Since the Government is throwing such vast sums into some impenetrable black hole it is clear to everyone outside the UK that as a nation we are well on our way to bankruptcy meaning that whatever money is circulating in the world's financial markets will be giving us as wide a berth as possible, compounding our problems.

£85bn should have been more than enough to fend off the worst of the recession and protect our economy for the long term. But money should have been sent to those who would spend it in a form that obliged them to do so. Businesses are saved by having customers, not by endless state handouts.

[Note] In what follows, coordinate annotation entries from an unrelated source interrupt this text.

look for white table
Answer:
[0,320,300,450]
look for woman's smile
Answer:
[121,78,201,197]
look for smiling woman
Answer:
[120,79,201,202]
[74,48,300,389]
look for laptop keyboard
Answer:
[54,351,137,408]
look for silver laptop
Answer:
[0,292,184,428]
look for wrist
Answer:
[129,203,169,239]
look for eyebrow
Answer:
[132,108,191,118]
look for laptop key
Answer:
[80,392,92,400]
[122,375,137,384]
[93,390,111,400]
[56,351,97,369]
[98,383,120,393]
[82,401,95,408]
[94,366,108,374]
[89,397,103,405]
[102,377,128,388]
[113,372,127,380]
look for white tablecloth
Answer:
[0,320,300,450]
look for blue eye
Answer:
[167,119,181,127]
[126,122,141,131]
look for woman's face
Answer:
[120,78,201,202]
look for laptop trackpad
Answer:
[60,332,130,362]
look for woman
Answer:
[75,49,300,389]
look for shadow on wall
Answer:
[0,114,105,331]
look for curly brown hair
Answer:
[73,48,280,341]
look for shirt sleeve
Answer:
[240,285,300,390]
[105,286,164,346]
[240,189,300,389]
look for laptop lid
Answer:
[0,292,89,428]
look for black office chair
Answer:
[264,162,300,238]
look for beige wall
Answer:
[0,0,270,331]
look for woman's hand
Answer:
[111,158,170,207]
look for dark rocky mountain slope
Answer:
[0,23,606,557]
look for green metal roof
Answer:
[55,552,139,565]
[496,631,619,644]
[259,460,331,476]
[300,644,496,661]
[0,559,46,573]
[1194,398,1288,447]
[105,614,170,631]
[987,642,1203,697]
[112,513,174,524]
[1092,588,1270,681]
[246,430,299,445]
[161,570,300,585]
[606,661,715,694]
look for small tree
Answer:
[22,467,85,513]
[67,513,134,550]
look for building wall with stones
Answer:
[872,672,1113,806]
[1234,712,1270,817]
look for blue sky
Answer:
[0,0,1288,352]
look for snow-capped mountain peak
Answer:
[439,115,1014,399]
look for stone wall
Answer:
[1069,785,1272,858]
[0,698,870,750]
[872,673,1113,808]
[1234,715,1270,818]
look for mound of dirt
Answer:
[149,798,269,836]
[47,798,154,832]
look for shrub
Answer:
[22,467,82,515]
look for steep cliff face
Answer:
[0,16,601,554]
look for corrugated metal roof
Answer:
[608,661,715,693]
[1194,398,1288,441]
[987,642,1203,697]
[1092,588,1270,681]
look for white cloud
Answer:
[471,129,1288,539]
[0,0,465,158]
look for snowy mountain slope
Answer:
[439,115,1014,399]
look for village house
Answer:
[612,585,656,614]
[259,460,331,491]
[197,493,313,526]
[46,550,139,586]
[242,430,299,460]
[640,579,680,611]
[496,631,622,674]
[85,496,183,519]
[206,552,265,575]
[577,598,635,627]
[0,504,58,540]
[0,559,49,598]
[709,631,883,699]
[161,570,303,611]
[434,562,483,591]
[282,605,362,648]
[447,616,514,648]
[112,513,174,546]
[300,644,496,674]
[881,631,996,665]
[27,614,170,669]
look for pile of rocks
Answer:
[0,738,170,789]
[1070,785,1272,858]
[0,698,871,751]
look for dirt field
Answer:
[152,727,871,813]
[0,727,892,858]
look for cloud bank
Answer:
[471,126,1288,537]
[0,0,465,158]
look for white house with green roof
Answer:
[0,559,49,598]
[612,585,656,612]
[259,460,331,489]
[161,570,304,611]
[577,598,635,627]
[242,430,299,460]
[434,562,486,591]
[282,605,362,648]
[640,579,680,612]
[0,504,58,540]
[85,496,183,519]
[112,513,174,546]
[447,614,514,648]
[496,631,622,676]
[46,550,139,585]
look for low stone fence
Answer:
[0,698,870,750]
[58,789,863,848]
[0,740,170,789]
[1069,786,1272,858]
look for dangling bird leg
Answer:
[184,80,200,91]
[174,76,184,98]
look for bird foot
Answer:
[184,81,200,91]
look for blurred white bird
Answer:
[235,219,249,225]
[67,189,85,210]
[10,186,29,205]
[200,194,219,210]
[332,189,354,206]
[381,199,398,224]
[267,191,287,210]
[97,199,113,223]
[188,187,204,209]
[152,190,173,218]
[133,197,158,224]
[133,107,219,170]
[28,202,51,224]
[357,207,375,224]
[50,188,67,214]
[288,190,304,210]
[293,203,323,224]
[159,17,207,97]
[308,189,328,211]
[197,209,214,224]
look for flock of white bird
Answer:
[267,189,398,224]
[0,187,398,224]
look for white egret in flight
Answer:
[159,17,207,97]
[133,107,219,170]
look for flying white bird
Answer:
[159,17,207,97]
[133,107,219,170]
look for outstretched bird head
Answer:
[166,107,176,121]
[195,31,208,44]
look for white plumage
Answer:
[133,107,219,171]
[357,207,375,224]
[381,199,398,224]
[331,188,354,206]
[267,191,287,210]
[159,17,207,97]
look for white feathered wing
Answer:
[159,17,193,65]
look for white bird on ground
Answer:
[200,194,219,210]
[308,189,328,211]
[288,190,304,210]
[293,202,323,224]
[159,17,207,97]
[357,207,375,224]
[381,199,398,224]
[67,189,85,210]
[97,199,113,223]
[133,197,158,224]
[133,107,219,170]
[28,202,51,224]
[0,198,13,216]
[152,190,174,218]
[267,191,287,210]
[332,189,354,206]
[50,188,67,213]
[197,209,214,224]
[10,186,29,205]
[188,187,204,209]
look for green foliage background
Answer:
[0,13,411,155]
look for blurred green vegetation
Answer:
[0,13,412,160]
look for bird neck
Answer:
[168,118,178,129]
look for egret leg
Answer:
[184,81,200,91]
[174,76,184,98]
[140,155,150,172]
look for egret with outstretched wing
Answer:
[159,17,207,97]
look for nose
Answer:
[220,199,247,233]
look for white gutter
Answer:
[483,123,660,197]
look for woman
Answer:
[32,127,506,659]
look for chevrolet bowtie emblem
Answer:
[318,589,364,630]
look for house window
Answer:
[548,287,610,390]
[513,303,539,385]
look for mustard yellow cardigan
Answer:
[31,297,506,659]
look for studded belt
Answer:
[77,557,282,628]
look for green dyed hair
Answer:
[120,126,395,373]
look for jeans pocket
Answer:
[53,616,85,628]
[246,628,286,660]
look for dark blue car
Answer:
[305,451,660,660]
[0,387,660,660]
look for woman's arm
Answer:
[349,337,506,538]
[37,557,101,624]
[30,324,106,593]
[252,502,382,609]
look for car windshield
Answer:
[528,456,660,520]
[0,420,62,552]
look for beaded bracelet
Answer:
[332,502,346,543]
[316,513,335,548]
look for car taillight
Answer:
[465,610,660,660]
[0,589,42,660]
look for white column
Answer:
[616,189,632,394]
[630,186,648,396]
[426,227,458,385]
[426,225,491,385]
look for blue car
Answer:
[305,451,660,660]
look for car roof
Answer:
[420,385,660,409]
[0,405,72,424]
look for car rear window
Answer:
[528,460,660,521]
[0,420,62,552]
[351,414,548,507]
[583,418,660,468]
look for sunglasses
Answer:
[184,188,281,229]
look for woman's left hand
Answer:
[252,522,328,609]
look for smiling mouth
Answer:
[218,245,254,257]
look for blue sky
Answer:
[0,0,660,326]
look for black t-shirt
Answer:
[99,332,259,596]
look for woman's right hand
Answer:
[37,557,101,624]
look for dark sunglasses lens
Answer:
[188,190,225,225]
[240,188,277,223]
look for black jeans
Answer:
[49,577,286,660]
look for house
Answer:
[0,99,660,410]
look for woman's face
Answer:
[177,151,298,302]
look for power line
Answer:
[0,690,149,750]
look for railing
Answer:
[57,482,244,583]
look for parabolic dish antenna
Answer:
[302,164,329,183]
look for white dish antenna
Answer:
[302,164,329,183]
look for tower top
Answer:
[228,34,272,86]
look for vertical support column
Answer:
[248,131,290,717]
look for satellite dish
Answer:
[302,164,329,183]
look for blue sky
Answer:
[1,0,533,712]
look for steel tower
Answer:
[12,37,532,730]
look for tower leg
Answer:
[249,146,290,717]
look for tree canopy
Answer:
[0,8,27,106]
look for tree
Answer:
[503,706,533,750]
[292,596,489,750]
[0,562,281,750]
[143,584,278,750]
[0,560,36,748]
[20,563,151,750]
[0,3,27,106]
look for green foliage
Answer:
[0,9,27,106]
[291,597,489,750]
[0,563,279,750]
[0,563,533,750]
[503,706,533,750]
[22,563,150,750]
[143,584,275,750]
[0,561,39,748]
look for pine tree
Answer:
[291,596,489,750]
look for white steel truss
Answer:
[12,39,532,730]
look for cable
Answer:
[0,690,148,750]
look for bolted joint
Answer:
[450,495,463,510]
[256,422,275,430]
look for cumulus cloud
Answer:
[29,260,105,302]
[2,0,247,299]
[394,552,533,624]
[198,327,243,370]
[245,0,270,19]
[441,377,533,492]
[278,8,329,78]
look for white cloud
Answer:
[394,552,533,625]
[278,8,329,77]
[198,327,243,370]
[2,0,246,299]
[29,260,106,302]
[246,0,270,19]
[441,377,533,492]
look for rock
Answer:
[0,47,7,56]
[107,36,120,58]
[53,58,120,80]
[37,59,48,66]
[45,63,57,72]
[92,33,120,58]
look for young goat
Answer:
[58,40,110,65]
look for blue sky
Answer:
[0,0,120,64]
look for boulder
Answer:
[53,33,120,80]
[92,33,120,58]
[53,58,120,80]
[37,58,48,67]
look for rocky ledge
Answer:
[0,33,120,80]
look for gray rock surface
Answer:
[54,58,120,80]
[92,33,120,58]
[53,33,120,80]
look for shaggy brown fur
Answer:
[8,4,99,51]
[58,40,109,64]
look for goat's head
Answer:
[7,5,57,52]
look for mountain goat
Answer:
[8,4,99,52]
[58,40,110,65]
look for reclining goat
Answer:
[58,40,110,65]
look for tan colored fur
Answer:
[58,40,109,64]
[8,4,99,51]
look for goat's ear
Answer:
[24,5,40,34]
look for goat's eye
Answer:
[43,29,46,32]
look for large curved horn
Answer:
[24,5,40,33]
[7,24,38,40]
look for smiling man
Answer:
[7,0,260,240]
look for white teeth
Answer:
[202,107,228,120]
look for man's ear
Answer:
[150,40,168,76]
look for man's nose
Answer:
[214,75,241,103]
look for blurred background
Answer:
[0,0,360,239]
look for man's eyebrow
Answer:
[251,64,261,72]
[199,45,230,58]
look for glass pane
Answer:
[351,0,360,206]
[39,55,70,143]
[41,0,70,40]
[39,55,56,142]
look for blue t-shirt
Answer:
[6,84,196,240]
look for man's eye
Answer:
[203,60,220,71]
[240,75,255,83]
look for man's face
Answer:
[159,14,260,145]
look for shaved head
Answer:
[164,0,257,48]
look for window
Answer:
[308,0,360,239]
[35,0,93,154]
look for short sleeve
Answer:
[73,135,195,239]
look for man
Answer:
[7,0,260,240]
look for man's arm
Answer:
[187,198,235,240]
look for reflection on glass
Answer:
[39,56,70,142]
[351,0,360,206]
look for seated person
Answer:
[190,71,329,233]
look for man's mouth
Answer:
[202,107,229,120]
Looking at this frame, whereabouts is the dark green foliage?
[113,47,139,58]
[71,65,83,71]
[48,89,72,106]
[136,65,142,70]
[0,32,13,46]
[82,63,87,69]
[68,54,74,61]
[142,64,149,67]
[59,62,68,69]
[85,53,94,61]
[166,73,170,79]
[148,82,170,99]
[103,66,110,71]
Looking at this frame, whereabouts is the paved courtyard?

So £85bn has been spent destroying the remnants of our economy. And now Gordon and Alistair are supposedly planning to spend more. Where on earth do they think it's going to come from and why do they suppose that they'll be any more successful than they've managed this far?

Tuesday, 27 January 2009

Those minutes

I'm not going to hold my breath.

Jack Straw again

I'm afraid Jack has scarcely paused for breath after scrabbling around in the dirt hoping to find Cardinal Newman's earthly remains (not that it did him any good). Now it's the Coroners and Justice Bill, presently being debated by Parliament.

Jack Straw is of course the Justice Secretary, whatever that means. Jack's notions of justice are not what you and I think of as justice though. More important to Jack that the Government be spared public embarrassment than that the families of soldiers killed in Iraq or Afghanistan get justice. More important that the Government be spared public embarrassment on anything come to that. More important that MPs be spared embarrassment. He tried again a couple of weeks ago.

But there are bits that have been included in with the Justice & Coroners Bill that are not even directly relevant to justice. Data sharing has nothing whatever to do with justice nor for that matter with coroners, so Jack has included clauses that allows the Government to share our personal data with anyone it feels like. In his role as Justice Secretary Jack has responsibility for Freedom of Information; I think he takes this to mean that the Government should be free to do whatever it likes with information about us (unlike us even getting information about them).

I'd like to pick up on one of Jack's other ideas. Ministers who misled Parliament obout the existence of Weapons of Mass Destruction. Make them wear orange bibs emblazoned with 'I LIED ABOUT IRAQ'. That'd be some sort of justice at least.

Saturday, 24 January 2009

Barcelona and the Holocaust

Barcelona has cancelled Holocaust Remembrance Day ceremonies in response to the current situation in Gaza. However terrible some people think Israel's current conduct, it in no way alters the horror of what happened in Nazi Germany where 11 million people died, and Barcelona's decision is an appalling insult to their memory.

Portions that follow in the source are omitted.